Open aworldofcode opened 1 year ago
Also when using the workaround and when executing a task, it just stalls, I suspect because it is not considering the vars like ansible_aws_ssm_bucket_name
ansible-galaxy collection list
is showing 2 copies of the collection installed (1.1.0 and 5.2.0)
The warning that you're seeing:
[WARNING]: Reset is not implemented for this connection
Makes it look like it's picking the old version, I suspect that's what's causing the problem. Please could you try uninstalling the other copy.
I noticed that and updated the collection but still same issue
ansible-galaxy collection list amazon.aws
# ~/Library/Python/3.9/lib/python/site-packages/ansible_collections
Collection Version
---------- -------
amazon.aws 5.2.0
# ~/gitlab/ansible-cda-tools/collections/ansible_collections
Collection Version
---------- -------
amazon.aws 5.2.0
@aworldofcode,
I'm unable to reproduce the issue you're seeing.
While writing the tests what I did notice is that when I forgot to pass any credentials at all, the error I got was Unable to locate credentials
and not TargetNotConnected
.
While writing the initial integration tests most of the time when I was seeing TargetNotConnected it was because the EC2 Instance wasn't talking properly to SSM, rather than permissions problems on the controller end. Either because our "cleanup" lambda had already nuked the Instance or because the InstanceProfile wasn't properly configured.

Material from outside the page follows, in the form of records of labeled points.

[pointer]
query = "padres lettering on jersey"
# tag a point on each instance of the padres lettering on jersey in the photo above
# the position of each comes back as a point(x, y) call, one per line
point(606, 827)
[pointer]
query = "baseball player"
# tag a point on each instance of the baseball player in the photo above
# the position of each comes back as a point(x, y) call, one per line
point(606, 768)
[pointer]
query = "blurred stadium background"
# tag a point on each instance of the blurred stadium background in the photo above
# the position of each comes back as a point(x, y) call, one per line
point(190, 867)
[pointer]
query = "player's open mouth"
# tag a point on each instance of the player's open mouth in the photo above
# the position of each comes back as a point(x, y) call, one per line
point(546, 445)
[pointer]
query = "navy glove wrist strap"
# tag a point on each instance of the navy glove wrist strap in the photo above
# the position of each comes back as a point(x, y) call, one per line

The AWS documentation also doesn't make it look like a credentials issue https://docs.aws.amazon.com/systems-manager/latest/userguide/session-manager-troubleshooting.html#ssh-target-not-connected
Solution A: This error is returned when the specified target managed node for the session isn't fully configured for use with Session Manager. For information, see Setting up Session Manager. Solution B: This error is also returned if you attempt to start a session on a managed node that is located in a different AWS account or AWS Region.
What errors are you seeing at the END of the wait_for_connection
task? Since you've only included the first few errors I can only guess that possibly you didn't wait long enough for the instance to be ready, and that by the time you tried with AWS_PROFILE
it had finished booting. (To me, TargetNotConnected
actually implies that a connection was successfully initiated to the SSM APIs, which in turn would mean that the variable was honoured)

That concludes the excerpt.